On Thu 12-10-17 09:32:17, Linus Torvalds wrote:
On Thu, Oct 12, 2017 at 6:51 AM, Jan Kara <jack(a)suse.cz>
> When thinking a bit more about this I've realized one problem: Currently
> user can call mmap() with MAP_SHARED type and MAP_SYNC or MAP_DIRECT flags
> and he will get the new semantics (if the kernel happens to support it). I
> think that is undesirable [..]
If you have a performance preference for MAP_DIRECT or something like
that, but you don't want to *enforce* it, you'd use just plain
MAP_SHARED with it.
Ie there may well be "I want this to work, possibly with downsides" issues.
So it seems to be a reasonable model, and disallowing it seems to
limit people and not really help anything.
I have two concerns:
1) IMHO it supports sloppy programming from userspace - if application asks
e.g. for MAP_DIRECT and doesn't know whether it gets it or not, it would
have to be very careful not to assume anything about that in its code. And
frankly I think the most likely scenario is that a programmer will just use
MAP_SHARED | MAP_DIRECT, *assume* he will get the MAP_DIRECT semantics if
the call does not fail and then complain when his application breaks.
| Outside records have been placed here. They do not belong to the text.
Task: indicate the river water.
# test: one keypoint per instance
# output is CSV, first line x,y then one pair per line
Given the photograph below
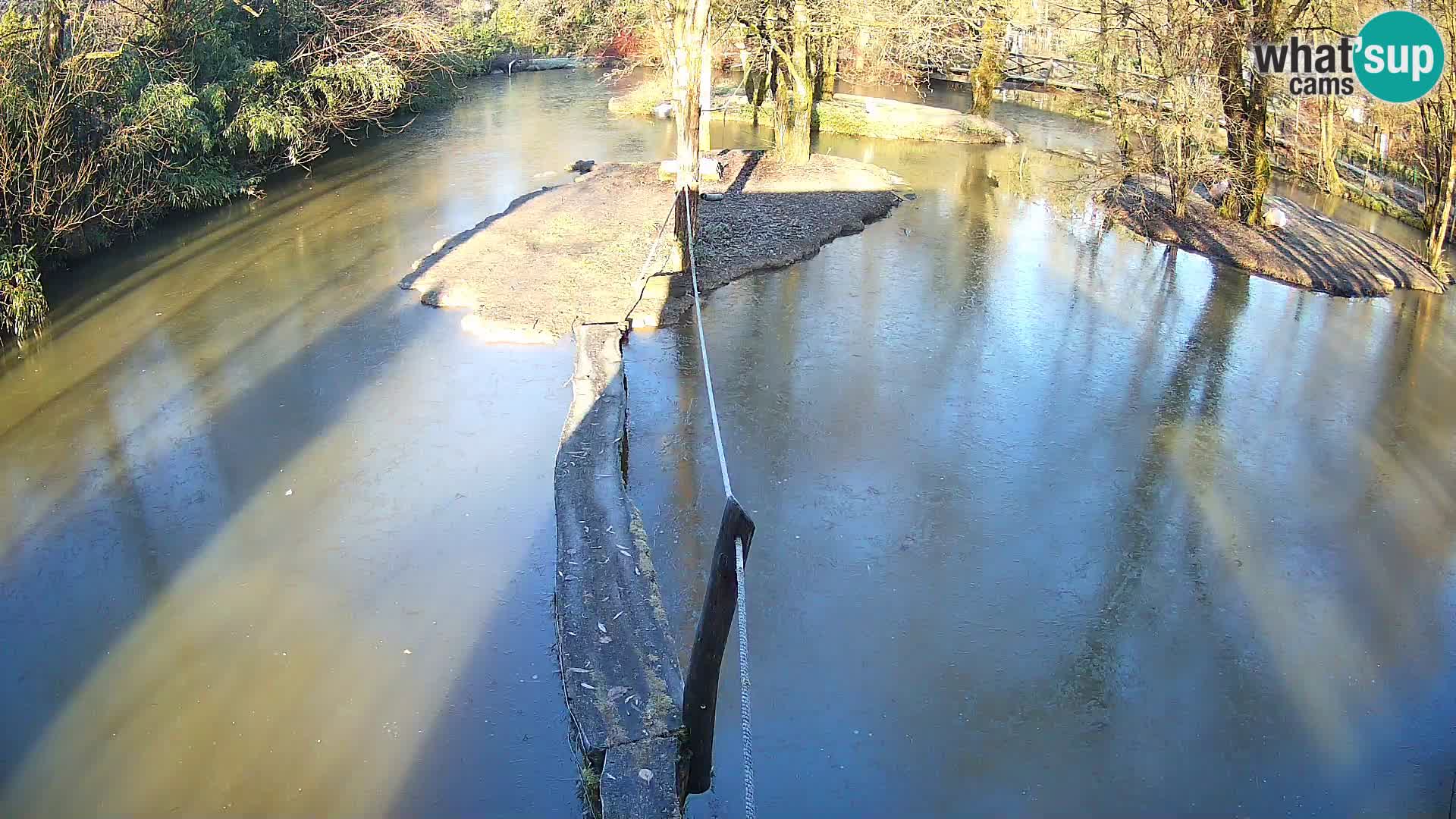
x,y
1057,522
1052,521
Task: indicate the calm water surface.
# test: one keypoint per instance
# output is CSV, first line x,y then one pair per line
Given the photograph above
x,y
1052,522
1055,522
274,538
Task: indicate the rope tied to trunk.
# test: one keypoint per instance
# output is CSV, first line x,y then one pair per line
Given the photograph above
x,y
745,682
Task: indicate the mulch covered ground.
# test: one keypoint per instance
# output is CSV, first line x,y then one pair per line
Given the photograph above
x,y
1310,251
576,253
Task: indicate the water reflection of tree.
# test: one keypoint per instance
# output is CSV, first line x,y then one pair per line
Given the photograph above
x,y
1194,392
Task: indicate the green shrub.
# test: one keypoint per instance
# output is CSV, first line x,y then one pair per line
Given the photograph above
x,y
22,302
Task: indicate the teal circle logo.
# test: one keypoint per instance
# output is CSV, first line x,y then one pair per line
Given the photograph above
x,y
1400,57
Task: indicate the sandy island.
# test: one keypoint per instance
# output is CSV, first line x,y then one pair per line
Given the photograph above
x,y
574,253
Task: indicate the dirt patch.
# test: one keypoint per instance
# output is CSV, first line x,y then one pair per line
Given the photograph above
x,y
1310,251
574,254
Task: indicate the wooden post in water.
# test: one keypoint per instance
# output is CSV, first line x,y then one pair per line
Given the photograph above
x,y
720,602
689,39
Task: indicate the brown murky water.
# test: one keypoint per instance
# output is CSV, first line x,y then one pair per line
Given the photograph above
x,y
1050,522
1062,523
275,539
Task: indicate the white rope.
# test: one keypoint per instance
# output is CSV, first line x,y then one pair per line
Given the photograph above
x,y
702,343
745,684
745,707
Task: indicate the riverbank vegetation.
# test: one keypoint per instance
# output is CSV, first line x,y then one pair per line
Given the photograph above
x,y
114,112
1188,108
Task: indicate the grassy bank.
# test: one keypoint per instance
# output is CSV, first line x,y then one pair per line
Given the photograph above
x,y
114,115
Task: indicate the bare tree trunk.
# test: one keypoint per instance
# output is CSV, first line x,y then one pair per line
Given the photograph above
x,y
1329,165
830,69
707,95
52,39
989,69
1442,212
1245,112
794,98
689,41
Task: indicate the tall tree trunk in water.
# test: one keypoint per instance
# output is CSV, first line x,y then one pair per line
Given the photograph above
x,y
1440,210
689,42
707,96
1329,168
1438,143
830,72
794,98
990,67
52,39
1245,112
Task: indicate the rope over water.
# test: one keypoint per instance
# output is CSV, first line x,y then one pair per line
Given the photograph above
x,y
748,809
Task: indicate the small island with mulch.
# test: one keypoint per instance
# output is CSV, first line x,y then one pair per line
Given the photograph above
x,y
576,254
1310,251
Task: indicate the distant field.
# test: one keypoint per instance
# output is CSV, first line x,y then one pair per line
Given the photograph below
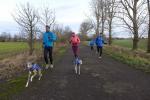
x,y
128,43
8,49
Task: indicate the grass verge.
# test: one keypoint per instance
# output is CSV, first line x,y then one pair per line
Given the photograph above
x,y
128,57
17,85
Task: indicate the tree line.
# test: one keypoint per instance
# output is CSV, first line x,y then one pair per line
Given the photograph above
x,y
132,15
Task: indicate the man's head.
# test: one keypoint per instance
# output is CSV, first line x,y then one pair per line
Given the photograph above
x,y
100,34
47,28
73,34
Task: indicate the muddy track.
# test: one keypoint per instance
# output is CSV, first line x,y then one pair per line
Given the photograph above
x,y
100,79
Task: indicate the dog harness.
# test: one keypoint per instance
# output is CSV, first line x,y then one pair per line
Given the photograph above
x,y
77,61
35,67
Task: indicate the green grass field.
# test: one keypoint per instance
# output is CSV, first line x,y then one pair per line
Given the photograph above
x,y
8,49
128,43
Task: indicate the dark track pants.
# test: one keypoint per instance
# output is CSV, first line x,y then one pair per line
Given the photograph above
x,y
100,50
48,50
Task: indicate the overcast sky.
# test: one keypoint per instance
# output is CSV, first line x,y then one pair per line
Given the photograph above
x,y
68,12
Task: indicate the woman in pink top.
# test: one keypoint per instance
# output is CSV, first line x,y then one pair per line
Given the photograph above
x,y
74,40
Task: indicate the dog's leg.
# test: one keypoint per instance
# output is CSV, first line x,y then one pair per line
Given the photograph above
x,y
76,68
29,75
40,74
34,74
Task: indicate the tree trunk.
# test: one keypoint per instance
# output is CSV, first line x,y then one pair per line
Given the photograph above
x,y
31,43
135,41
148,42
97,27
135,27
110,33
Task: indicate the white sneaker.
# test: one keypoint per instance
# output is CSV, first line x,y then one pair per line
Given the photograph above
x,y
47,66
52,66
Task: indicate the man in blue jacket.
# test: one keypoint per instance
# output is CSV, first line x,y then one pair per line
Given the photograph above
x,y
99,43
91,43
48,42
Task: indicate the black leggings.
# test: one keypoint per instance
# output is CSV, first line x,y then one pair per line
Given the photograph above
x,y
100,50
48,50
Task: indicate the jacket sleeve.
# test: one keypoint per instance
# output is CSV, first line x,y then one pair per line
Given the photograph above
x,y
44,39
70,41
53,38
78,40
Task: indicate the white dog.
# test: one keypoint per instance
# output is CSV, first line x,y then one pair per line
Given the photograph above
x,y
34,69
77,63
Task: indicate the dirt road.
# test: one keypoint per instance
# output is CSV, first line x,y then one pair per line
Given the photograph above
x,y
100,79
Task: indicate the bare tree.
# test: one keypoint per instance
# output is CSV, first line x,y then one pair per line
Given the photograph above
x,y
111,7
148,44
48,17
99,12
132,16
86,27
27,17
95,5
58,29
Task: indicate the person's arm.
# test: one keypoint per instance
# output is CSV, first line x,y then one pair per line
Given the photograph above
x,y
78,40
54,37
70,41
44,40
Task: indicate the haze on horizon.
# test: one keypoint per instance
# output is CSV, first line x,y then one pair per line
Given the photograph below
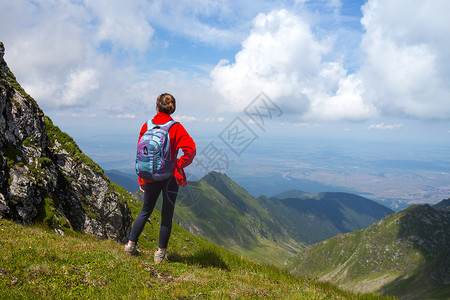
x,y
359,89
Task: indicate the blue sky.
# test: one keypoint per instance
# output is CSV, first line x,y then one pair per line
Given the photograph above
x,y
376,70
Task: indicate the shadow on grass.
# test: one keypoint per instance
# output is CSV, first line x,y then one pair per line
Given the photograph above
x,y
203,257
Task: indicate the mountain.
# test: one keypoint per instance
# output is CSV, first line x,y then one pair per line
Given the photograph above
x,y
267,229
125,180
444,205
218,209
405,254
38,264
316,217
44,175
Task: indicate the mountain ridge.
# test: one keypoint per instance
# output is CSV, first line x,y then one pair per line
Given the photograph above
x,y
44,175
405,254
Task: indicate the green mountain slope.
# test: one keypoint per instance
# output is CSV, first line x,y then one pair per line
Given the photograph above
x,y
227,215
317,217
444,205
39,264
265,228
44,175
405,254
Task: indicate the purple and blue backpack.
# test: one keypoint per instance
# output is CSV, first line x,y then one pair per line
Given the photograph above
x,y
153,158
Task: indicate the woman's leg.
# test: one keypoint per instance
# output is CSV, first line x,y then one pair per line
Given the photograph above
x,y
170,192
151,193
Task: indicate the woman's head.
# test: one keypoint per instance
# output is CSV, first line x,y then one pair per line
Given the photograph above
x,y
165,103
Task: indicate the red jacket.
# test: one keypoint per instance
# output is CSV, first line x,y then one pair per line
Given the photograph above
x,y
179,139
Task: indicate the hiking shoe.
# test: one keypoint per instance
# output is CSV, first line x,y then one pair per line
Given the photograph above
x,y
159,256
131,249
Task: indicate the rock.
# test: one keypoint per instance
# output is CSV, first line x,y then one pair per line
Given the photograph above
x,y
44,176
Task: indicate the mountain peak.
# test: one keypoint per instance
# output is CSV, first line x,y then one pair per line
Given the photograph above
x,y
44,175
2,51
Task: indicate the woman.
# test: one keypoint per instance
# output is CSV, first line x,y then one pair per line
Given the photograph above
x,y
179,139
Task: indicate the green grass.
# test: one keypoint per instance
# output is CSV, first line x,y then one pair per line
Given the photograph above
x,y
37,263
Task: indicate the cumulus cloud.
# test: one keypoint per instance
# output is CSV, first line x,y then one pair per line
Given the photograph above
x,y
383,126
283,58
404,72
407,66
55,49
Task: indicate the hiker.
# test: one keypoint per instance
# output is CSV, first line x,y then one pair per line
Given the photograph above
x,y
179,139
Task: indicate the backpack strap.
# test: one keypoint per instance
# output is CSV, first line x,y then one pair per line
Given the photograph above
x,y
166,126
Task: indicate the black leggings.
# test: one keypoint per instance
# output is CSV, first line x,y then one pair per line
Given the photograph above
x,y
152,190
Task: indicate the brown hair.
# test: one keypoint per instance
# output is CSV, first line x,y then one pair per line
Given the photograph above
x,y
165,103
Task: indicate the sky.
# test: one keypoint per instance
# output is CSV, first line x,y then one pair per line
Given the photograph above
x,y
376,70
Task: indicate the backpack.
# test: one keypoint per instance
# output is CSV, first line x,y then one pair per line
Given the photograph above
x,y
153,158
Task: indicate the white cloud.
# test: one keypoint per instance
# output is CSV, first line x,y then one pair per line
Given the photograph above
x,y
407,66
383,126
124,23
54,49
284,59
126,116
184,118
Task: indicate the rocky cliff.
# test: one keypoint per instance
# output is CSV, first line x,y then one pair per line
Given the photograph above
x,y
45,177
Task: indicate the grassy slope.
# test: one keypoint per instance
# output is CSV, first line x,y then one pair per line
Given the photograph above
x,y
234,220
36,263
389,256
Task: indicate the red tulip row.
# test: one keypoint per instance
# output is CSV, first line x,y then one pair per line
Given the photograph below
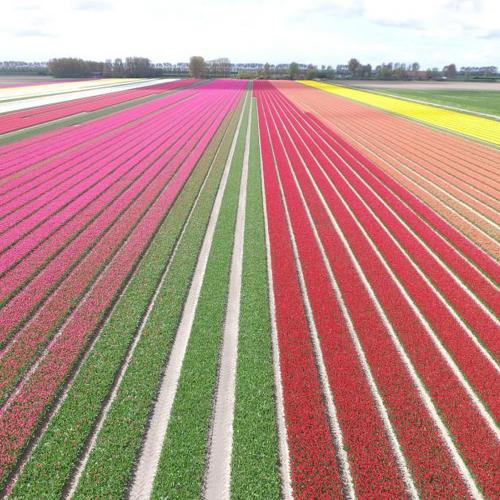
x,y
108,266
319,172
43,114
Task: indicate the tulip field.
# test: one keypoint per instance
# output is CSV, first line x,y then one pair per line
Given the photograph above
x,y
230,289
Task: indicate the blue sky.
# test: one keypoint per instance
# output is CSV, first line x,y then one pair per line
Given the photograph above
x,y
432,32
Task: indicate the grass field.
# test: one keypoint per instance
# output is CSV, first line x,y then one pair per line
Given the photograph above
x,y
481,101
249,290
468,125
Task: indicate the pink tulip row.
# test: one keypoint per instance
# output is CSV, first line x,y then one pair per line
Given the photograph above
x,y
35,116
110,263
18,223
25,153
99,216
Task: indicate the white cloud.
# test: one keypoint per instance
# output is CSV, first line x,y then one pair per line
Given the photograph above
x,y
434,32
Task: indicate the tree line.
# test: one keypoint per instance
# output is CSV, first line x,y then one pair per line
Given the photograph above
x,y
396,71
71,67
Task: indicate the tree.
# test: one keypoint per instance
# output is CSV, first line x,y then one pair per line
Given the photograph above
x,y
354,66
69,67
107,70
266,73
450,71
118,69
311,72
138,67
219,68
196,66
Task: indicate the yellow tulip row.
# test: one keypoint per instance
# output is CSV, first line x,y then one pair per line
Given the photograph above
x,y
477,127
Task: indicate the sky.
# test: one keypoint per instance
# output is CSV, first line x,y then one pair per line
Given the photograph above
x,y
431,32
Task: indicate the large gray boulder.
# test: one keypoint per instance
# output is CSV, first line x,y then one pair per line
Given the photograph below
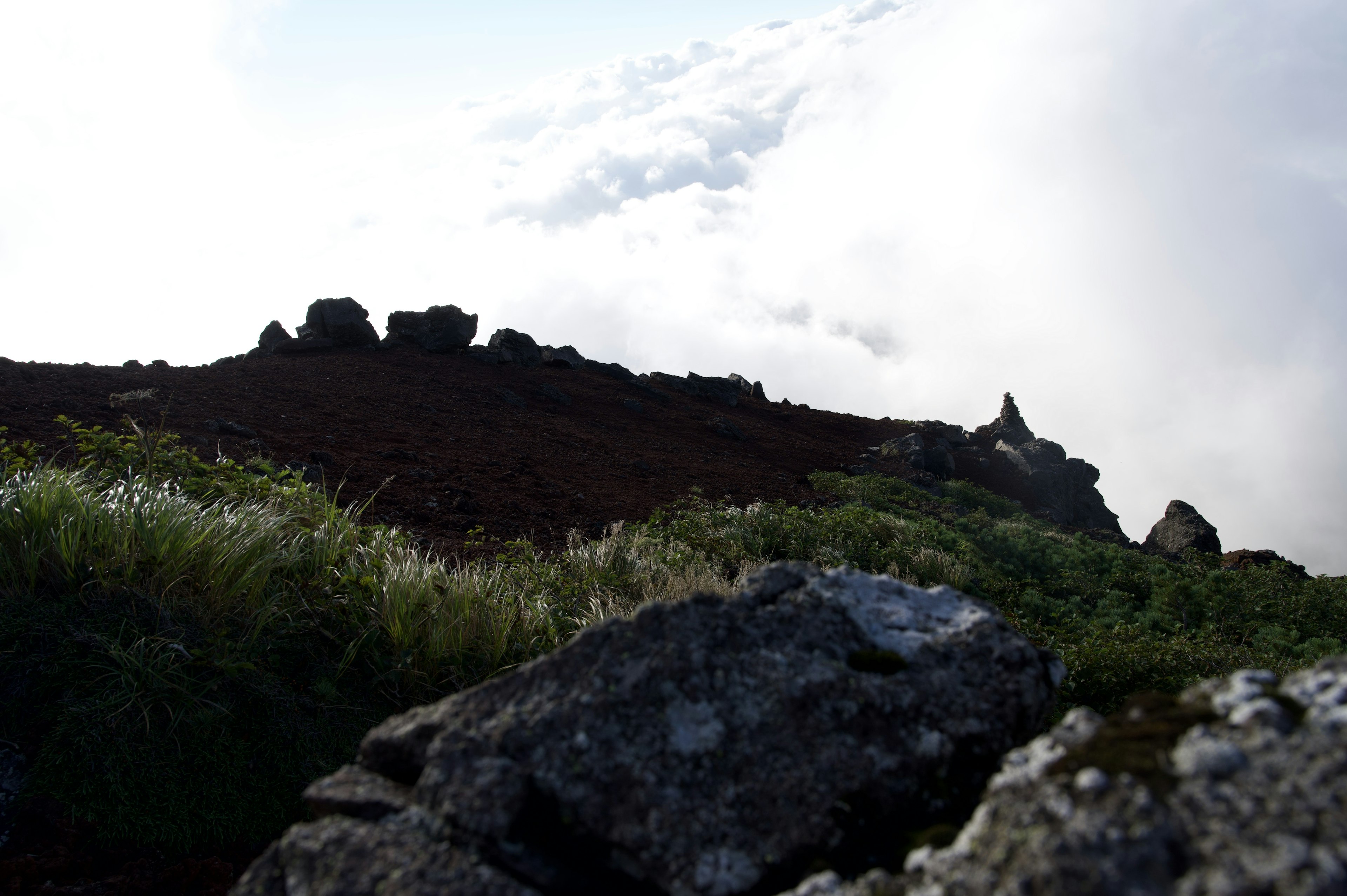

2) In theory there could be an application that inadvertedly sets some high
flag bits and now it would get confused by getting different mmap(2)
semantics. But I agree this is mostly theoretical.
Overall I think the benefit of being able to say "do MAP_DIRECT if you can"
does not outweight the risk of bugs in userspace applications. Especially
since userspace can easily implement the same semantics by retrying the
mmap(2) call without MAP_SHARED_VALIDATE | MAP_DIRECT.